The Inference Shift
Ben Thompson, Stratechery analyst, splits AI compute into two distinct kinds of inference. "Answer inference" has a human in the loop and speed matters. "Agentic inference" runs without a human, so latency is tolerable. The agentic side will be the bigger market - and it does NOT need Nvidia's speed premium.
Two kinds of inference. Two kinds of chip. Two kinds of datacenter. The market split everyone missed.
When a human is waiting, speed matters and Nvidia's HBM advantage is worth the premium. When an agent is doing overnight work, latency is fine. Slower DRAM, slower chips, slower locations all become viable. Thompson reads this as good news for Chinese fabs (no speed crown) and orbital compute (light-second delays acceptable). Bad news for Nvidia's pricing power on the agentic half.
For PMs: stop assuming one compute roadmap fits all your workloads. For execs procuring AI: split your inference RFPs into answer-tier and agentic-tier. For investors: the "Nvidia at any multiple" trade just got narrower.
⚡ Why this matters
- First clean framework for splitting inference compute into two markets with different economics.
- Reframes the SpaceX-Anthropic $1.25B/month compute deal and the Cerebras IPO as bets on the agentic-tier (latency tolerant) shift.
- Implies Nvidia's pricing power is asymmetric across workloads - a thesis Wall Street has not fully priced in.
🔍 What happened
- May 27, 2026. Ben Thompson publishes "The Inference Shift" on Stratechery.
- Three workload types: training, answer inference, agentic inference.
- Answer inference: human is the timer. Speed matters. HBM, low-latency interconnects, premium silicon.
- Agentic inference: no human waiting. Latency tolerable. Slower DRAM works. Cheaper chips work. Distance from the workload works.
- Geographic implication: agentic compute can live in remote, cheap-power locations - including orbital and Chinese fabs.
- Hardware implication: traditional DRAM, older process nodes, larger cluster designs all become competitive against premium Nvidia stacks for agentic workloads.
💬 Smart takes
- Ben Thompson (Stratechery): "agentic inference will be different than current inference and will change compute infrastructure because speed won't matter when humans aren't involved."
- Thompson on the market split: the answer-inference market is where Nvidia keeps its premium. The agentic-inference market is where it doesn't.

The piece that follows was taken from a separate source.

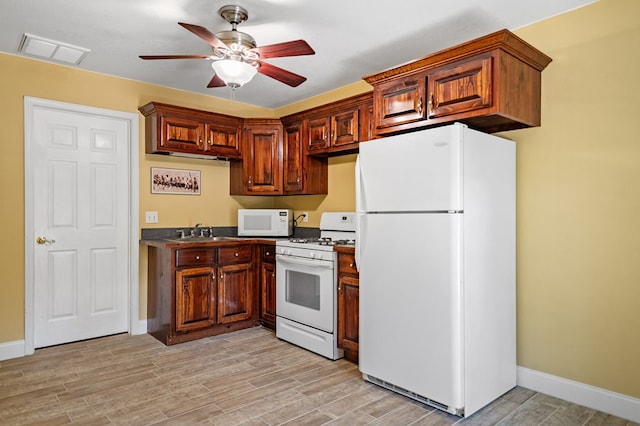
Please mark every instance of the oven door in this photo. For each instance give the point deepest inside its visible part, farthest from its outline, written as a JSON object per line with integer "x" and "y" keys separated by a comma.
{"x": 305, "y": 291}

- Skeptic: Many "agentic" workflows still have a human waiting - chat sessions, code review loops, customer-facing agents. The clean two-bucket split may be over-tidy.
🧭 Where this goes
- Hyperscalers split their inference roadmaps into latency-tier and throughput-tier within 12 months.
- Specialty silicon vendors (Cerebras, Groq, Etched) reposition explicitly against the agentic tier in next investor decks.

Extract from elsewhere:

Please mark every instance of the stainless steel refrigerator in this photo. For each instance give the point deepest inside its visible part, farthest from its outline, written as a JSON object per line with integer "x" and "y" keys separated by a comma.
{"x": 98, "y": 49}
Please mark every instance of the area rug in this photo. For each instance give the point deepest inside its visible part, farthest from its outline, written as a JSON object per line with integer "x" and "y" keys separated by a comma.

- China's domestic chip stack (Huawei Ascend, Cambricon) finds its first real market in agentic inference where benchmark-leading speed doesn't decide the procurement.
- Nvidia carves out its enterprise pricing to defend the answer-tier while ceding ground on agentic batch jobs.
🎯 Implication
- For PMs: design your agent products to tolerate higher latency budgets. The compute layer will reward it.
- For execs: split your inference procurement into two RFPs. Pay the Nvidia premium only where a human is waiting.
- For investors: reprice every specialty silicon and neocloud bet against "latency-tolerant inference" specifically, not generic AI compute.